Extended Data Fig. 5. Label transfer from from frog to zebrafish embryogenesis datasets.

Extended Data Fig. 5

(a) Explanation of how multi-species embeddings are scored. A joint embedding space, containing cells from multiple species, is split by species into a training set and a test set. A classification model to predict cell types is trained on the frog training set cells, and evaluated on the zebrafish test set cells. The maximum test set accuracy achievable will be lower than 100% if the test set species contains specific cell types that can not be predicted by a classifier trained on the training species. Blue color denotes frog, while orange denotes zebrafish. (B) Median performance of SATURN compared to alternative methods. The performance is evaluated using the prediction accuracy of a logistic classifier model trained to differentiate frog cell types and tested on predicting the cell type annotations of zebrafish cells. Higher values indicate better performance, and 90% is the maximum accuracy that can be reached by label transfer on this dataset. SAMap represents a version of the SAMap method in which cell-type annotations are used to integrate datasets.

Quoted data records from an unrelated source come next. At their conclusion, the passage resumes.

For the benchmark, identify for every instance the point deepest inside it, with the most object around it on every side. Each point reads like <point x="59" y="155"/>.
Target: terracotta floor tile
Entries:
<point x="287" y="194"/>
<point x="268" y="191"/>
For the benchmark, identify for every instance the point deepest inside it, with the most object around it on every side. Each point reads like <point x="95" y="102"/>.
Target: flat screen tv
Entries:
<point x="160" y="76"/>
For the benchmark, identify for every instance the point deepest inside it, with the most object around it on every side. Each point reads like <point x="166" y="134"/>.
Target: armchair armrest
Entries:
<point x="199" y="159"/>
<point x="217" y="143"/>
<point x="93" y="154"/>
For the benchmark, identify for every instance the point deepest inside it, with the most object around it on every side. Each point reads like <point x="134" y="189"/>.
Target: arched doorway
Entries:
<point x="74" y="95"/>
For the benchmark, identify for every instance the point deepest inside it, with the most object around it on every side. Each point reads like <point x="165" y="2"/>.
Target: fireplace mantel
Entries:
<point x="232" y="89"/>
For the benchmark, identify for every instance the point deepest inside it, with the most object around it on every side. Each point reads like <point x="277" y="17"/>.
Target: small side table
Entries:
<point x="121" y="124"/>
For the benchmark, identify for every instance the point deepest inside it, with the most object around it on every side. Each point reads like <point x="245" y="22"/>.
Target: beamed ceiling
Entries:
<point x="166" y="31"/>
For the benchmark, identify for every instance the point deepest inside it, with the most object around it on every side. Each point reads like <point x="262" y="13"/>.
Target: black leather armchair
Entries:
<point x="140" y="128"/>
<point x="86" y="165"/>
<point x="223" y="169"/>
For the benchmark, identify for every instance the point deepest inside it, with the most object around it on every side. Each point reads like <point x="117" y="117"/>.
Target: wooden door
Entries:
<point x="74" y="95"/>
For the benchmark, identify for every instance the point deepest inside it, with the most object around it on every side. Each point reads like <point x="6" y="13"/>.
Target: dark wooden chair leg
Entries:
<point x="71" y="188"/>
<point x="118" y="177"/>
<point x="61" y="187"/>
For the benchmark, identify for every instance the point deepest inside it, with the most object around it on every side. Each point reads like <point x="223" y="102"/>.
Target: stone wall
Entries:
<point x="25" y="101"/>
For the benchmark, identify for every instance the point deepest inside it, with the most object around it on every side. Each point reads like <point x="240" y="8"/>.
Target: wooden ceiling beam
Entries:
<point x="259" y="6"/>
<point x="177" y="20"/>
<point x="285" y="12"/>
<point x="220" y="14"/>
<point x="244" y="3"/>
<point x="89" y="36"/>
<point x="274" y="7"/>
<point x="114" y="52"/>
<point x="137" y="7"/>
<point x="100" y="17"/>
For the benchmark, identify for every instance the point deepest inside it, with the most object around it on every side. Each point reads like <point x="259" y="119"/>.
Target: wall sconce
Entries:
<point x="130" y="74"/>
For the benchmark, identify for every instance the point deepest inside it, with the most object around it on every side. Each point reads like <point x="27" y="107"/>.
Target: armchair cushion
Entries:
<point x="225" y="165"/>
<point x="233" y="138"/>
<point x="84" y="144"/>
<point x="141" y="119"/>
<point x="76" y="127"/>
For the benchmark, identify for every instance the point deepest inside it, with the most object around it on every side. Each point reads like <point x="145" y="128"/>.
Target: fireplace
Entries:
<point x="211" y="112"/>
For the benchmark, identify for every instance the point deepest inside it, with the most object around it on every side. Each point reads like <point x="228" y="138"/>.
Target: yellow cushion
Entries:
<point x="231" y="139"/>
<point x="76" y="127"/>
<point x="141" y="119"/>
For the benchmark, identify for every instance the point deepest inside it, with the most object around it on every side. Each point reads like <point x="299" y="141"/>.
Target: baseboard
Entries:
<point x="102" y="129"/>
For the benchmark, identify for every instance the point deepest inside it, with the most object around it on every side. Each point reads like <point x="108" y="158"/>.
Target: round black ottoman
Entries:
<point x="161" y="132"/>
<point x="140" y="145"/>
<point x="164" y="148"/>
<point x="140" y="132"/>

Vertical position of scatter plot points represents the median accuracy score across 30 runs for each method. Error bars represent standard error. For batch correction methods (Harmony, scVI and Scanorama), the input genes are selected as the one to one homologs determined by ENSEMBL. (c) SATURN produces more homogeneous clusters than SAMap, and these clusters contain accurate multi species cell types. Bars represent the percentage of cells from frog that are nearest neighbors of zebrafish cells of the given cell type conserved across these two species. Cell types are ordered by frequency.